Pain is your body’s alarm system. It alerts you when something is wrong and you need to take action to fix the issue. Pain is an early warning system, which causes you to react to avoid something potentially harmful. It is also a continuous alarm, to remind you something is damaged and you need to protect the damaged area. But when pain doesn’t go away, it becomes a serious problem. Sometimes, even after the injury has healed and the suspected cause of pain has been addressed, your body continues to hurt. This “pain with no cause” is part of what makes chronic pain so difficult to treat.
Understanding what pain is, how it works, and how to control it can help you work with a medical provider to determine the pain management strategies that might work best for you.
Types of pain
Pain has 3 different types depending on what triggers the signals to your spinal cord and brain. The first is called nociceptive pain, which is your body’s early warning system. This is a response to a painful stimulus, such as touching something hot, cold, sharp, or getting a chemical burn. The purpose of nociceptive pain is to prevent an injury, which usually causes you to react reflectively. For example, when you touch a hot stove, you pull your hand back quickly, often before you feel the burn. Your body first “recognizes” pain when the A-delta nerve fibers—or “fast pain” nerve fibers—send signals to your spinal cord. This causes a physical reflex, such as pulling your hand back, as your spinal cord relays the pain up to your brain, where you become aware that you felt something.
You might remember a time where you reacted to a burn or cut quickly, but then the pain got worse after the injury first happened. Nociceptive pain is also transferred by type C nerve fibers, also called “slow pain” fibers. This is what causes the throbbing, dull, or achy pain after an injury.

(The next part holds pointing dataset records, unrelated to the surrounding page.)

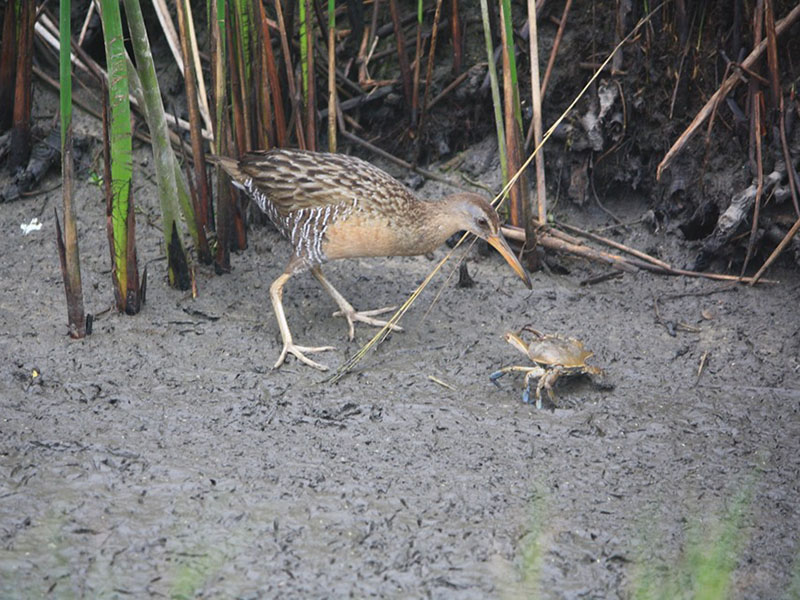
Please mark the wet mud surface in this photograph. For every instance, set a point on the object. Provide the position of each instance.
(162, 455)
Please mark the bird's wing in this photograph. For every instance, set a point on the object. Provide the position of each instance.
(293, 180)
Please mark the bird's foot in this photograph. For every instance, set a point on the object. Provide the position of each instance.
(297, 352)
(365, 316)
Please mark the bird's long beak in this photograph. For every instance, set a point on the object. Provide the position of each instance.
(501, 245)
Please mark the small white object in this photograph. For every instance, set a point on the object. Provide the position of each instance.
(34, 225)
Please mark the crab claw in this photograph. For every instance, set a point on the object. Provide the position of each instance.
(495, 376)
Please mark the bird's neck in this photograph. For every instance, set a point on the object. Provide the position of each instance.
(435, 222)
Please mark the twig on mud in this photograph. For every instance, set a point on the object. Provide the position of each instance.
(787, 158)
(613, 244)
(721, 92)
(556, 240)
(672, 326)
(444, 384)
(703, 361)
(757, 100)
(775, 253)
(450, 87)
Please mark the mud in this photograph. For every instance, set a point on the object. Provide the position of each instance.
(163, 456)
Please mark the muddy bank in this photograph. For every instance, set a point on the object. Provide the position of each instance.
(163, 455)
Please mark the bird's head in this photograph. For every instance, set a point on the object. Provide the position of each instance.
(474, 214)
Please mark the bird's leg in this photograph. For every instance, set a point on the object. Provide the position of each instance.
(289, 347)
(348, 312)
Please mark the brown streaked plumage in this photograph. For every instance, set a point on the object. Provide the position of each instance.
(332, 206)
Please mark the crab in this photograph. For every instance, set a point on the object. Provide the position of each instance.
(553, 357)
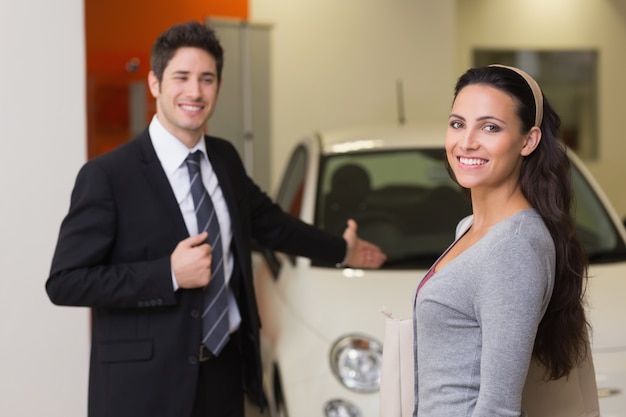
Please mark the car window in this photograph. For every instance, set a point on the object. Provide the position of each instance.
(595, 228)
(290, 191)
(404, 201)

The second type is called inflammatory pain. The inflammation that occurs in the first couple days after the injury activates the A-delta and C nerve fibers (together called nociceptors), which send pain signals to your brain. At this point, the damage has already happened, so the reflex-type nociceptive pain signals have gone away. The inflammation chemicals activate the pain receptors, which cause tenderness and a dull, achy pain.
Inflammatory pain’s purpose is to “remind” you of an injury so you can protect it and prevent more damage. As the inflammation process slows down after the first few days, your pain level should also decrease unless you do something to trigger pain again.

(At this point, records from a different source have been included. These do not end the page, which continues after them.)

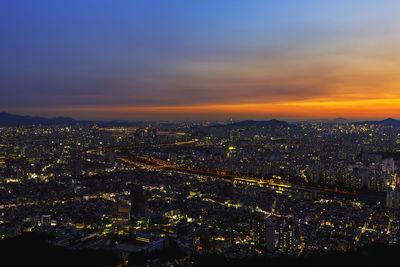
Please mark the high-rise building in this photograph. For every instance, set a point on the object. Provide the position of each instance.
(264, 234)
(139, 203)
(287, 236)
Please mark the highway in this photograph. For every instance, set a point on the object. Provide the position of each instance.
(158, 163)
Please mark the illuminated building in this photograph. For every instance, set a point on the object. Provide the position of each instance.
(138, 202)
(287, 242)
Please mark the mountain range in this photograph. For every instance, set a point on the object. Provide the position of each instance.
(7, 119)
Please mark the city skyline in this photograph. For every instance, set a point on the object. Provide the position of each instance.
(137, 60)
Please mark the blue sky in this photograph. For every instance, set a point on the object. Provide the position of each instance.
(57, 55)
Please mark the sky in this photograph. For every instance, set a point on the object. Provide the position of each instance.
(208, 59)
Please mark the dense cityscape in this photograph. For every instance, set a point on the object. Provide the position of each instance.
(237, 189)
(199, 133)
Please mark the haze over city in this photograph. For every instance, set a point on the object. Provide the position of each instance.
(204, 59)
(199, 133)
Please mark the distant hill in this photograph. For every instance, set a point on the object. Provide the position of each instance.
(250, 123)
(385, 122)
(7, 119)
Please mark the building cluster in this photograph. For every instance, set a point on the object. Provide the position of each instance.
(136, 189)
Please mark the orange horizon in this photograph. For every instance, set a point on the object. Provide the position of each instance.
(310, 109)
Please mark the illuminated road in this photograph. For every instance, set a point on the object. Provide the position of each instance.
(271, 183)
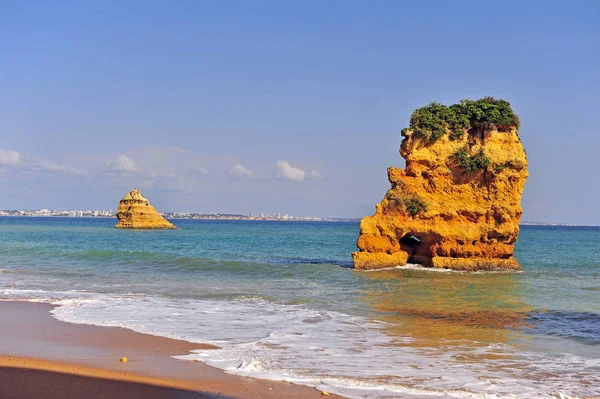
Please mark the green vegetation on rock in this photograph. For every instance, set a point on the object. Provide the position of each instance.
(435, 119)
(471, 163)
(415, 205)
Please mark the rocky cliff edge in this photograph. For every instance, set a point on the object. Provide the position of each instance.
(456, 205)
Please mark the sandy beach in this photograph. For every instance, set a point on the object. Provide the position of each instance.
(43, 357)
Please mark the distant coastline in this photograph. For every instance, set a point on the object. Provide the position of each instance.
(217, 216)
(174, 215)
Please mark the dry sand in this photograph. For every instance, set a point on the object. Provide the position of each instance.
(41, 357)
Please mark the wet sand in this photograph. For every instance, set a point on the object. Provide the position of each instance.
(43, 357)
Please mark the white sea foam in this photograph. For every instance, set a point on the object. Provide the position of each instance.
(349, 355)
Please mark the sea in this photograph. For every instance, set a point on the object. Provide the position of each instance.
(282, 302)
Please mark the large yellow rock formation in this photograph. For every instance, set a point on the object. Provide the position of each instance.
(456, 205)
(135, 212)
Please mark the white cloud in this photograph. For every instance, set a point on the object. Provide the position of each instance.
(200, 171)
(122, 164)
(285, 171)
(56, 168)
(313, 175)
(239, 172)
(9, 157)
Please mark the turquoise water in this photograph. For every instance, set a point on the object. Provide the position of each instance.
(282, 302)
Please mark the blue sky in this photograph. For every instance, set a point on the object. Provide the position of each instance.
(277, 106)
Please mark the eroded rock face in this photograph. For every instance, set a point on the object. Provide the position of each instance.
(135, 212)
(456, 205)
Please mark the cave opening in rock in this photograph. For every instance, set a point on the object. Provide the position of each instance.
(410, 244)
(410, 240)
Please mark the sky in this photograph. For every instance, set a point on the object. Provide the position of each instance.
(280, 106)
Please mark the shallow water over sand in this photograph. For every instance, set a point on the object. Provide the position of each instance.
(282, 303)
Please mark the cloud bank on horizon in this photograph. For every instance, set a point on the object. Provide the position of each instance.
(213, 108)
(167, 172)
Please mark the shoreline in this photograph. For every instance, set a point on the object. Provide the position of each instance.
(39, 349)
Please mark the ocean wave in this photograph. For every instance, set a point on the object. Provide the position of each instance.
(353, 356)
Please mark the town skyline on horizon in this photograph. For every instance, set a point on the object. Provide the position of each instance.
(298, 107)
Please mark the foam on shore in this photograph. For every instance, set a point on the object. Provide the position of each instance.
(340, 353)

Pathological pain is the last type. Think of it as a malfunctioning alarm continuously sending signals. Within this type are 2 categories. Neuropathic pain is caused by damage to the nervous system, such as a herniated disk that presses on the spinal cord. Pathological pain you feel without damage to the nervous system, recent injury, and little to no inflammation is called dysfunctional pain. Most cases of low back pain would be classified as dysfunctional pain because there is rarely any injury that causes pain to flare up. Pathological pain is difficult to treat because there is no one cause—such as an injury—that needs to be fixed. Treatment of pathological pain has to address physical, mental, social, and even nutritional factors.
Dysfunctional pain can be caused by conditions that affect mental health—such as depression and anxiety— and an overactive stress response. The same areas of the brain that control emotion and motivation also play a role in pain perception. Hormone imbalances that affect these areas can lead to you feel pain when your body is not physically damaged.
Pain is also classified according to how long you feel it. Acute pain is pain that lasts for less than 6 weeks. Sub-acute pain continues without interruption for 6–12 weeks. Chronic pain persists for at least 12 weeks without a reduction in severity or break in symptoms.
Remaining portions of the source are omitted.